Tap into Underutilized Solutions
- Participating in the employee retirement plan. This is particularly important if your spouse also works in your business and has no outside retirement source to supplement what will come from your business. Most companies do have some kind of plan in place for employees. Take advantage of this simple opportunity to diversify.
- Maximizing safe harbor and profit sharing. If you maximize the 401(k) retirement plan by contributing 4 percent on behalf of participating employees, then your highly compensated group of employees — including the owner — aren’t limited on what they can contribute to the plan. In 2019, employees 50 years and older can contribute $25,000 of their own money into a tax-advantage plan. You can also add a profit-sharing contribution in good years and sometimes skew the benefits toward yourself using a cross tested (permitted disparity) profit-sharing formula.

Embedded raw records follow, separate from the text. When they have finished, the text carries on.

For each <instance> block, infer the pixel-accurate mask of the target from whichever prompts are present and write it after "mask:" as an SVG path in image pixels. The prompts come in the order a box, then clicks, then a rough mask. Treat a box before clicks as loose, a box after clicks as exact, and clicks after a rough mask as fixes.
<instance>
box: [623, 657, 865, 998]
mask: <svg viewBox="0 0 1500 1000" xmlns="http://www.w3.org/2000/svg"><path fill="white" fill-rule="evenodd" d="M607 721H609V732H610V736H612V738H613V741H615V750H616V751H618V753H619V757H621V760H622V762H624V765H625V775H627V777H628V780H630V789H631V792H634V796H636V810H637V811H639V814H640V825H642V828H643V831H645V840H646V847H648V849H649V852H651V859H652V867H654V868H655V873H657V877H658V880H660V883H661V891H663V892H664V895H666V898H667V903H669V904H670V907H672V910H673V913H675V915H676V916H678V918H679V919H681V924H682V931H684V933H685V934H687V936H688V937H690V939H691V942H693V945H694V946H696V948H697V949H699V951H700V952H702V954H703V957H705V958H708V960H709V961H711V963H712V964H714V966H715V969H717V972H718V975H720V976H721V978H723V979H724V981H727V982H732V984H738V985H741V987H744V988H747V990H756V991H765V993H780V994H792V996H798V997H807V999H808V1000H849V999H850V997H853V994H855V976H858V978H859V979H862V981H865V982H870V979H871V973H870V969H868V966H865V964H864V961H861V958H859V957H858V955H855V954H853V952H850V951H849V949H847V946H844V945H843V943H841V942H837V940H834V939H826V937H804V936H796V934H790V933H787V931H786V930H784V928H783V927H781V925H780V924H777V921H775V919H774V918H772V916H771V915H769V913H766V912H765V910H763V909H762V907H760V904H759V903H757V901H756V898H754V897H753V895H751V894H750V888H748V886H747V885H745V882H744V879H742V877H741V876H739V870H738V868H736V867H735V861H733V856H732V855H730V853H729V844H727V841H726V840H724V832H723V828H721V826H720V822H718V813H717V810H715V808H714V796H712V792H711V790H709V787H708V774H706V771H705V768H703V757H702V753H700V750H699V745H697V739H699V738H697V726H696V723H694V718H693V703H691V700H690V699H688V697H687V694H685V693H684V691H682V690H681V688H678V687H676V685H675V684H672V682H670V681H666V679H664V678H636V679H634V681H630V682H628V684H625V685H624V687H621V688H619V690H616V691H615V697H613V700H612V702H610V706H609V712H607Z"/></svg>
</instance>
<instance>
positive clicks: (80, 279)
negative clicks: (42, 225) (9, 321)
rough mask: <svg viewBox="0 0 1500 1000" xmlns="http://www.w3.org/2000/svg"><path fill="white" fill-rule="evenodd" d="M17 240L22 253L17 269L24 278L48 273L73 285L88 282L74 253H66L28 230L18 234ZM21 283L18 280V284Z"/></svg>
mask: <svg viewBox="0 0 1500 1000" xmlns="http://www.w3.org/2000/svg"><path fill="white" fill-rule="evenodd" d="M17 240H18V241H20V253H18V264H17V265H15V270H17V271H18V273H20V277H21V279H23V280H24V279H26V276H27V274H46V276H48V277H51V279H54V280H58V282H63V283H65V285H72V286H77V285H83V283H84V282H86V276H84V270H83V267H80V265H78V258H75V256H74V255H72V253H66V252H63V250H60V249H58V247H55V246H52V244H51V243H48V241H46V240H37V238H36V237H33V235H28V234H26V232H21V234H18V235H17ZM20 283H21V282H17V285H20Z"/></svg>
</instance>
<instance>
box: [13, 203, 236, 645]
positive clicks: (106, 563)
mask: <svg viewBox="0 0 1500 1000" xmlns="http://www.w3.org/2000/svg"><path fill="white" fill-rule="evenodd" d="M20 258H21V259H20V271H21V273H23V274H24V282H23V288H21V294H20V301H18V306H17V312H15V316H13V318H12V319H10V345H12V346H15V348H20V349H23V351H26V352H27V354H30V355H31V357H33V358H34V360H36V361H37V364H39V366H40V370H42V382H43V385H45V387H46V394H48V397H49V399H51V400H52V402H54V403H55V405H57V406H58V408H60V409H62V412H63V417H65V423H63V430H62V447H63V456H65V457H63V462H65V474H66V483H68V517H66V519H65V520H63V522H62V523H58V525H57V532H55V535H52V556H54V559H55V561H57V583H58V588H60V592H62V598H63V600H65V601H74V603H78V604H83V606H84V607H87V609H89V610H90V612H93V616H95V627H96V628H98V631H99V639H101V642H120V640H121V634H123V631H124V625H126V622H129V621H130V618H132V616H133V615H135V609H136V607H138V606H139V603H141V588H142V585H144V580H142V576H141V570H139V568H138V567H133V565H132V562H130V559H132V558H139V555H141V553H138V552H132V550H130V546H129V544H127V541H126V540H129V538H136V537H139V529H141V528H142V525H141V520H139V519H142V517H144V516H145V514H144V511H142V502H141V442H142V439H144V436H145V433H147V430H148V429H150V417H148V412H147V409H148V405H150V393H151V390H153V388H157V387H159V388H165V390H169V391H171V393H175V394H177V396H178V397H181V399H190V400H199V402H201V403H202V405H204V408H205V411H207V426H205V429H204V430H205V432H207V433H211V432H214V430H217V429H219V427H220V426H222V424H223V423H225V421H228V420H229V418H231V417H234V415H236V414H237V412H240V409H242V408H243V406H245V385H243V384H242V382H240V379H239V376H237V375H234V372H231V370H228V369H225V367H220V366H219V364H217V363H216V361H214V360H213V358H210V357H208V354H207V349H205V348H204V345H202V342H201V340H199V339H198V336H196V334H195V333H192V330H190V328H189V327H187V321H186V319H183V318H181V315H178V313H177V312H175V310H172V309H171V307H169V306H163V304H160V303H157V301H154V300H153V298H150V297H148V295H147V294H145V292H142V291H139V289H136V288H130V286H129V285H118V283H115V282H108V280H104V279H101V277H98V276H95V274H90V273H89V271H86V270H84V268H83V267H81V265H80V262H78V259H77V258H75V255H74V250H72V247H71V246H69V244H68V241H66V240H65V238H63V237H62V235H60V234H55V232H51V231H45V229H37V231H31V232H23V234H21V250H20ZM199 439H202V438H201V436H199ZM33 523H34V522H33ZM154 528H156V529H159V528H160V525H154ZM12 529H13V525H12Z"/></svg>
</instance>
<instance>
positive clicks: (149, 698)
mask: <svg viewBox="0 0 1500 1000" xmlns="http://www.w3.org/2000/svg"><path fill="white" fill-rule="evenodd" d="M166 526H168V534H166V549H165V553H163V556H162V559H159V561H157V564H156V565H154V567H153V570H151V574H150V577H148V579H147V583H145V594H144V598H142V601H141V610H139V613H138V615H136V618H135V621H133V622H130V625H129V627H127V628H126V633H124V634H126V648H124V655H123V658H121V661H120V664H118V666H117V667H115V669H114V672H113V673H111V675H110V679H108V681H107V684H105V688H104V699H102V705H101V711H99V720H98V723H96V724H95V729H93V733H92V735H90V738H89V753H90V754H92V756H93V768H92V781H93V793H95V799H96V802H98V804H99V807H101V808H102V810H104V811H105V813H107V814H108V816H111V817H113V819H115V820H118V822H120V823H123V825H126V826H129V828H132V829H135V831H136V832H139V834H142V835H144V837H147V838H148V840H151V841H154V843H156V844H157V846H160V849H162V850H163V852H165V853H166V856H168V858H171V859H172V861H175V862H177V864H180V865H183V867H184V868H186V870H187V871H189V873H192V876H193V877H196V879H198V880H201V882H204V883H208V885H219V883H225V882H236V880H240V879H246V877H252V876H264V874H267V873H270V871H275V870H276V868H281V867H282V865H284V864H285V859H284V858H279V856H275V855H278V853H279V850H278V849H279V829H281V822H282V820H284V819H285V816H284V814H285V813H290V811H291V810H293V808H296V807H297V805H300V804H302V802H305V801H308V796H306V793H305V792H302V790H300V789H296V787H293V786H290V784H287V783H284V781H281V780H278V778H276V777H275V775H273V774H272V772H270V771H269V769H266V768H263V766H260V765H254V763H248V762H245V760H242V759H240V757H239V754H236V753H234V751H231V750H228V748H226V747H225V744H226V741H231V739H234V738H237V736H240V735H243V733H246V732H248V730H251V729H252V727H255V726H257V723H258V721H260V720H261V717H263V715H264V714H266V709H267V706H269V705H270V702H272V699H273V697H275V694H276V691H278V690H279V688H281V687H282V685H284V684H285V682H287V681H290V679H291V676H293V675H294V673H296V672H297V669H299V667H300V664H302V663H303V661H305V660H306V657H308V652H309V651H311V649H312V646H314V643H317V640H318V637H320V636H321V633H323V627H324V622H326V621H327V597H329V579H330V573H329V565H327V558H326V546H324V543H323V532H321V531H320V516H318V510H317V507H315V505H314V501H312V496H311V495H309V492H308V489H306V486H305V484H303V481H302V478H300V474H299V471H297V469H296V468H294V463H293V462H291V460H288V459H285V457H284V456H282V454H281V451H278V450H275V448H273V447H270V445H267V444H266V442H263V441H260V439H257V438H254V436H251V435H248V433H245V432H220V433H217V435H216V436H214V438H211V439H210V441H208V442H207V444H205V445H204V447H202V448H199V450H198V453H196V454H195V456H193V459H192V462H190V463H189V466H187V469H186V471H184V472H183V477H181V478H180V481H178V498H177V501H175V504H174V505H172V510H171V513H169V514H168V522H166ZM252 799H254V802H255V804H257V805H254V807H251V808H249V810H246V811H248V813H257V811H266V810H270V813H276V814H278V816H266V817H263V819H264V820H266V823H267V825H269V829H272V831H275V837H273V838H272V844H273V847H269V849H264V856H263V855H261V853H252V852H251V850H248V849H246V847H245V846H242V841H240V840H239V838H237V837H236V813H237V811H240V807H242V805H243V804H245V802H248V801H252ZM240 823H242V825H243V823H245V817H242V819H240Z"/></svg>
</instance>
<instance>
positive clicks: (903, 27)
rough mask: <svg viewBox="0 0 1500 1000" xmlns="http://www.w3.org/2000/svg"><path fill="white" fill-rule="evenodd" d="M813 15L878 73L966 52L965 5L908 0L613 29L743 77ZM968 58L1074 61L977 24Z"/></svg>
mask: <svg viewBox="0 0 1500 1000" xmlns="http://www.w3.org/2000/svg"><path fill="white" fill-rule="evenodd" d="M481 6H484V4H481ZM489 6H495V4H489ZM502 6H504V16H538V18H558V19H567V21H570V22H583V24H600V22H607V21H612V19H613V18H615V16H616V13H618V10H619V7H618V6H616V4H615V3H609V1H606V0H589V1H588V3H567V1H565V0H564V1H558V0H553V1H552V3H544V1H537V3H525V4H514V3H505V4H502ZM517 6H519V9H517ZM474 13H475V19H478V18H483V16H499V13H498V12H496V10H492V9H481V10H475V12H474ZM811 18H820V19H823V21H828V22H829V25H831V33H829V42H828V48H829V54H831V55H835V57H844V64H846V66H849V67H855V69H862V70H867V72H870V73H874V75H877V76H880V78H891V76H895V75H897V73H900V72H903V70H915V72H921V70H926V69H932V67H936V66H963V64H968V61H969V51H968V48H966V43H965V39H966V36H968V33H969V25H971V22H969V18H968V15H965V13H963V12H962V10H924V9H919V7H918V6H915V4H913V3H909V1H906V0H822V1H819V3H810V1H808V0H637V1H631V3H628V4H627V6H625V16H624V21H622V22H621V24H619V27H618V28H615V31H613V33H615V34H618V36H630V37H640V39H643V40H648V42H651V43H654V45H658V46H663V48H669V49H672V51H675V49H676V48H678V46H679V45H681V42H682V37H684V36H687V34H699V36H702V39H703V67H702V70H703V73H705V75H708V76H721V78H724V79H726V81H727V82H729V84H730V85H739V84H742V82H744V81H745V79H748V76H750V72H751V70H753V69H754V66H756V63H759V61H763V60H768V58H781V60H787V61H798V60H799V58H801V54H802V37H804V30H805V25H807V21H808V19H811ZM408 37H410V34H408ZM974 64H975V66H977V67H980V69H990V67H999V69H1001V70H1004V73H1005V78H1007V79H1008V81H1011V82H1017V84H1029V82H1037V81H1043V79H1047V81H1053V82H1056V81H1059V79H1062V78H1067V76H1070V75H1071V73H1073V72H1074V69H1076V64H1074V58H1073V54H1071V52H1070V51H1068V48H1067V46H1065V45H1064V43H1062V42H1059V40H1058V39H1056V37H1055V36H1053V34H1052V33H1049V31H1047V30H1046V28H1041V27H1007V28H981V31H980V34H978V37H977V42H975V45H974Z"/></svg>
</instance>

- Investing in long-term care insurance. One of the biggest threats to ongoing financial health is long-term care expenses. This is true whether you’re a business owner or not. Establish a group long-term care program at your company. There may even be a tax deduction back to the business owner for this kind of coverage. Check with your tax advisor for more information.
- Considering voluntary after-tax contributions (VATC). There are limits on pre-taxed retirement contributions for individuals. However, after-tax contributions can more than double those limits. This is a feature in some 401(k) plans and doesn’t work in all cases. Check with your 401(k) administrator.
Looking into Roth contributions and in-plan conversions. The IRS eliminates the ability to make Roth IRA contributions if you make too much money. If your 401(k) plan adds this feature, you can make Roth contributions up to the salary deferral limits mentioned above. Adding an in-plan conversion would allow you to convert previous pre-tax contributions to Roth dollars, which would make them tax-free when withdrawn. Business owners might consider this strategy in a year they have large losses to claim on their taxes since the converted dollars are taxable.
Get the Most from Your Sale
- A business valuation expert, to establish a sale price backed by market analysis and financial review of your company;
- An accountant with business-specific expertise to provide tax guidance;
- An attorney who can structure a buy-sell agreement with the owner’s retirement plans in mind. Many owners believe they will receive the entire purchase price immediately and have all cash available on day one. However, there may be situations where a long-term buyout over time makes sense for both parties; and
- A wealth management expert, to help protect your investment before retirement through preparation and diversification and after retirement by managing the income from the sale of your business by helping you establish a plan that respects your quality of life expectations without sacrificing your long-term needs.